Survey blueprints for ai performance review survey questions
Run different versions depending on timing and audience. Keep your deep-dive short enough to finish in ≤8 minutes. If you already run a classic post-cycle survey, align wording with your existing performance review survey questions so trends stay comparable even when AI changes the workflow.
Use this simple flow: pick blueprint → load items → set anonymity rules → send within 3–10 days after reviews → publish results and actions within 21 days.
- Pick 1 blueprint per cycle (HR owner, within 2 days after cycle close).
- Agree on anonymity threshold (HR + Betriebsrat, before launch).
- Send within 10 days post-cycle; keep field time to 7 days (HR ops).
- Share top themes and actions within 21 days (HR + leaders).
| Blueprint | Audience | When to run | Items (target) | Question mix (from bank) | Decision output |
|---|---|---|---|---|---|
| A) Employee post-cycle (pilot) | Employees in AI-assisted reviews | 3–10 days after reviews | 18–22 | E1–E6, E7–E12, E13–E18, E19–E24, E25–E30 + 2 ratings + 3 open | Keep/adjust AI use; fix transparency, safety, and privacy gaps |
| B) Manager post-cycle (pilot) | Managers using AI tools | 3–10 days after calibration | 18–22 | M1–M6, M7–M12, M13–M18, M19–M24, M25–M30 + 2 ratings + 3 open | Training plan; governance updates; workflow changes for next cycle |
| C) Combined pulse (during/after pilot) | Employees + Managers | Mid-pilot or right after first cycle | 12–15 | S1–S6 + E7/E13/E20/E29 + M19/M25 + 2 ratings + 2 open | Early warning: stop/continue decisions before scaling |
| D) Follow-up trend survey | Same populations as A/B | 6–12 months later | 12–18 | Repeat core items: E1/E7/E13/E20/E29/E36, M1/M7/M19/M25/M31/M42, S6 + ratings | Trust trend, fairness trend, adoption readiness for broader rollout |
Scoring & thresholds for ai performance review survey questions
Use the 5-point scale for statements and 0–10 for overall ratings. Keep decisions tied to thresholds so you don’t overreact to anecdotes. If your review forms are being updated, align this survey with your performance review templates so managers see the same rubric language in both places.
Define three bands: Low (Avg <3,0), Medium (3,0–3,9), High (≥4,0). For ratings, treat <6/10 as a stop-and-fix signal in pilots.
- Low (Avg <3,0): fix before scale; assign owner and deadline within 7–30 days.
- Medium (3,0–3,9): improve next cycle; run targeted training and prompt updates.
- High (≥4,0): standardise; publish examples of good practice.
- Group gap trigger: difference ≥0,4 points or ≥15 pp favorable rate.
Turn scores into decisions with a 4-step routine: (1) compute averages per dimension, (2) check dispersion and “Disagree” rates, (3) compare groups, (4) map to actions in the decision table.

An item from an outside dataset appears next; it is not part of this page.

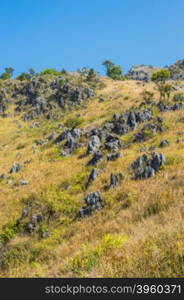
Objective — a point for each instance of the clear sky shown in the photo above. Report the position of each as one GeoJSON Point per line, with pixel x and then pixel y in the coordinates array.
{"type": "Point", "coordinates": [75, 33]}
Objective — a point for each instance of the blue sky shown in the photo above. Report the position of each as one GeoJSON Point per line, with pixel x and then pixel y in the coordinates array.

- HR computes dimension scores (E, M, S) and flags red thresholds (within 7 days).
- People Analytics checks group gaps and outliers (within 10 days).

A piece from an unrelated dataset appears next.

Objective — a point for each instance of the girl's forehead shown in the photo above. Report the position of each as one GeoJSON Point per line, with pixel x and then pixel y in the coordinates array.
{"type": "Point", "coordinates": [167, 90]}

- Leaders agree 3 priority fixes max (within 14 days).
- HR publishes a short “what changes next cycle” note (within 21 days).

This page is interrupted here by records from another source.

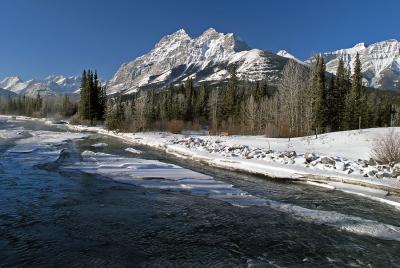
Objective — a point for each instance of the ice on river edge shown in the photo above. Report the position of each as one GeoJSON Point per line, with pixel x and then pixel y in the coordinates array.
{"type": "Point", "coordinates": [46, 146]}
{"type": "Point", "coordinates": [159, 175]}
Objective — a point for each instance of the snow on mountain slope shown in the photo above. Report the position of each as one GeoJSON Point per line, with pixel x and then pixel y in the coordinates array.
{"type": "Point", "coordinates": [6, 93]}
{"type": "Point", "coordinates": [206, 58]}
{"type": "Point", "coordinates": [380, 62]}
{"type": "Point", "coordinates": [52, 85]}
{"type": "Point", "coordinates": [285, 54]}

| Metric | How to calculate | Threshold | Decision rule |
|---|---|---|---|
| Dimension average | Mean of items per block (e.g., E13–E18) | Avg <3,0 | Pause expansion; fix root cause before next cycle |
| Favorable rate | % choosing 4–5 (Agree/Strongly agree) | <60% | Targeted improvement plan with owner + deadline |
| Disagree concentration | % choosing 1–2 | ≥20% | Run focus groups; review comms and manager behaviour |
| Group gap | Difference between groups (e.g., remote vs office) | ≥0,4 points | Bias check + process audit; escalate to HR leadership |
Follow-up & responsibilities
AI in reviews fails when nobody owns the messy parts: corrections, escalations, and governance. Set routing rules up front and keep response times tight. If you already run calibration meetings, align follow-up with your talent calibration guide so AI doesn’t become a backdoor to inconsistent standards.
Use these response times as defaults in pilots: ≤24 h for severe privacy concerns, ≤7 days to acknowledge low trust scores, ≤21 days to publish actions.
- Managers review team-level results and address E19–E24 signals (within 7 days).
- HR aggregates results, sets priorities, and tracks actions (within 14 days).
- DPO/IT handles privacy or data incidents (response within ≤24 h).
- Works Council (Betriebsrat) is briefed on changes that affect monitoring or decision logic (before next cycle).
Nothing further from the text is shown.